Neuss/Essen. . Gefälschte Briefe, die Mietern von Sozialwohnungen eine Zwangsunterbringung von Flüchtlingen ankündigen, machen in Neuss die Runde. Die Stadt warnt.

Die Stadt Neuss weist Mieter von Sozialwohnungen an, in ihren Privatwohnungen Flüchtlinge aufzunehmen: Briefe diesen Inhalts sorgen derzeit in der Stadt für Unruhe. Sie kursieren offenbar in Neuss, adressiert wohl an Mieter der städtischen Wohnungsgesellschaft Neusser Bauverein. Allein: die Schreiben sind gefälscht, warnt die Stadt Neuss.

"Es ist nicht geplant, Flüchtlinge in Privatwohnungen einzuquartieren", stellt am Freitag ein Sprecher der Stadt auf Anfrage klar. Dort hat man jüngst Strafanzeige gegen den unbekannten Absender gestellt. Und die Stadt Neuss warnt die Adressaten, persönliche Kontodaten anzugeben - denn auch dazu werden sie in den Schreiben aufgefordert.

Gefälschter Flüchtlingsbrief verbreitet sich per WhatsApp und Facebook

"Da Sie die Problematik der Flüchtlinge wahrscheinlich kennen und wir dringend Plätze brauchen diese unterzubringen verlangen wir von Ihnen, dass Sie in Ihrer gemieteten Sozialwohnung zwei Flüchtlinge unterbringen": Unter dem Absender "Stadt Neuss, Der Bürgermeister" verbreitet sich ein Foto eines solchen Briefes derzeit über Whatsapp und Facebook in und um Neuss. Informiert wurde die Stadt über Mimikama.at, eine in Österreich als Verein getragene Koordininationsstelle zur Bekämpfung von Internetmissbrauch.

Gefälscht: Dieser Brief kursiert in Neuss. (Bild: mimikama.at)
Gefälscht: Dieser Brief kursiert in Neuss. (Bild: mimikama.at)
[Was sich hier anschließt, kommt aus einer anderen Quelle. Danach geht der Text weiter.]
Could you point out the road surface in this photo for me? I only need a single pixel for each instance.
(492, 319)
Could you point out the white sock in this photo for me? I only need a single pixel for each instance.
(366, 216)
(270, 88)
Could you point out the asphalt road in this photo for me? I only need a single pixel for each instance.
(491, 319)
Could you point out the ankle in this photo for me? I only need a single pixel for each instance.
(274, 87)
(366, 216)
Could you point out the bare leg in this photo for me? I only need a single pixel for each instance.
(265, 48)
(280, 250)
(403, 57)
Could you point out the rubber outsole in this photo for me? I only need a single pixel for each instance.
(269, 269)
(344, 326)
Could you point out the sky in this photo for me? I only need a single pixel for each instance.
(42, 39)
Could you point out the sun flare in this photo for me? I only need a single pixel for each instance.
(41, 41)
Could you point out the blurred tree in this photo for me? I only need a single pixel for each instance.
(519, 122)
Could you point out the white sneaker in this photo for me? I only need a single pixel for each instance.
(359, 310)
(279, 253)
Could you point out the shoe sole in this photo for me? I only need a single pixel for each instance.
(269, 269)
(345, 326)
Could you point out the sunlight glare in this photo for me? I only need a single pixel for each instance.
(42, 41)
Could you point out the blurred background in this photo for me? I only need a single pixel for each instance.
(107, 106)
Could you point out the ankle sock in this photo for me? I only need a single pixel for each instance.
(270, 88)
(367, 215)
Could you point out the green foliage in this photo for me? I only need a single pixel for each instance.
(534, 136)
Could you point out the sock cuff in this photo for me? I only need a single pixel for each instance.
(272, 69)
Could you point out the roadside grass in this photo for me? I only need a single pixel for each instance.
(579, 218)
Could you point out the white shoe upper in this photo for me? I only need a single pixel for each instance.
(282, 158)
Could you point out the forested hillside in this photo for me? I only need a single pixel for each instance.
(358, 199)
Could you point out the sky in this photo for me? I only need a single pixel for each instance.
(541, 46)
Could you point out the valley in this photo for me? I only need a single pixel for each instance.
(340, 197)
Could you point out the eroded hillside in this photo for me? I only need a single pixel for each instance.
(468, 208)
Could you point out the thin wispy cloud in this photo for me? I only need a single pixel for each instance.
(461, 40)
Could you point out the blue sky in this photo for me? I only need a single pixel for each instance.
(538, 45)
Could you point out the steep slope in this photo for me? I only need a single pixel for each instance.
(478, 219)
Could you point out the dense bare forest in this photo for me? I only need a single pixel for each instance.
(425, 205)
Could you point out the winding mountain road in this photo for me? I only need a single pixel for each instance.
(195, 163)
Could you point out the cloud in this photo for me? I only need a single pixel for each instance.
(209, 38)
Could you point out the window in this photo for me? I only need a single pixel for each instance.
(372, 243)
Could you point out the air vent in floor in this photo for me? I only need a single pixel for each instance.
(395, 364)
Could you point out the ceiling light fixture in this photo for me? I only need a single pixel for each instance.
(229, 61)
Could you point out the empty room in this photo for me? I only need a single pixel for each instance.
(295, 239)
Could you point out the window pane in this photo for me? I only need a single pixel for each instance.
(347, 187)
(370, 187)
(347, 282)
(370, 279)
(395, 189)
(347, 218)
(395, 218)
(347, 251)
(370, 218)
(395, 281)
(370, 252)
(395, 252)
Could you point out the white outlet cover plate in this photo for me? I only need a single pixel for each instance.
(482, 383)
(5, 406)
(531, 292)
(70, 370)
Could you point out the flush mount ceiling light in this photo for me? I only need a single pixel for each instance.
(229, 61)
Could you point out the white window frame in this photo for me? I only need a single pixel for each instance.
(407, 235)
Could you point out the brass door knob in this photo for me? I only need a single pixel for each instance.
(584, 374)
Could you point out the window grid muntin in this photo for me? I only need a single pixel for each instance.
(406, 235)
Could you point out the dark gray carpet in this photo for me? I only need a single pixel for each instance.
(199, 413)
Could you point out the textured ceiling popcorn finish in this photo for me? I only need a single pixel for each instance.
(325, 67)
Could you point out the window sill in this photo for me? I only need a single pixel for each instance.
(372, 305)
Ob die Briefe mit Datum vom 22. September dieses Jahres tatsächlich in Neuss in Briefkästen verteilt wurden, ist nicht klar. "Wir bitten Empfänger darum, uns solche Briefe weiterzuleiten", sagt ein Stadtsprecher. Möglicherweise lasse sich so näheres über die Absender erfahren.

"Das ist eine ganz perfide Methode"

Seit vor wenigen Wochen bekannt wurde, dass die Stadt Nieheim im Kreis Höxter Mieter kommunaler Wohnungen zwangskündigt, um Wohnraum für Asylbewerber frei zu schaffen, dürfte eine Ankündigung wie nun in Neuss Zweifel an der Echtheit vorgeblicher Behördenschreiben übertünchen. Gefälschte Amtsschreiben sind jüngst auch in Dresden, Berlin, Bayern oder in Brandenburg aufgetaucht. Im dortigen Landkreis Oberhavel kursiert mit Datum vom 24. September ein gefälschtes Schreiben, in dem der Landkreis mitteilt, er werde privat genutzten Wohnraum für die Unterbringung von Asylbewerbern überprüfen. Landrat Ludger Weskamp wird auf Mimikama zitiert: “Das ist eine ganz perfide Methode, die Bemühungen des Landkreises bei der Unterbringung von Asylbewerbern zu unterlaufen und die Bürgerinnen und Bürger zu verunsichern”.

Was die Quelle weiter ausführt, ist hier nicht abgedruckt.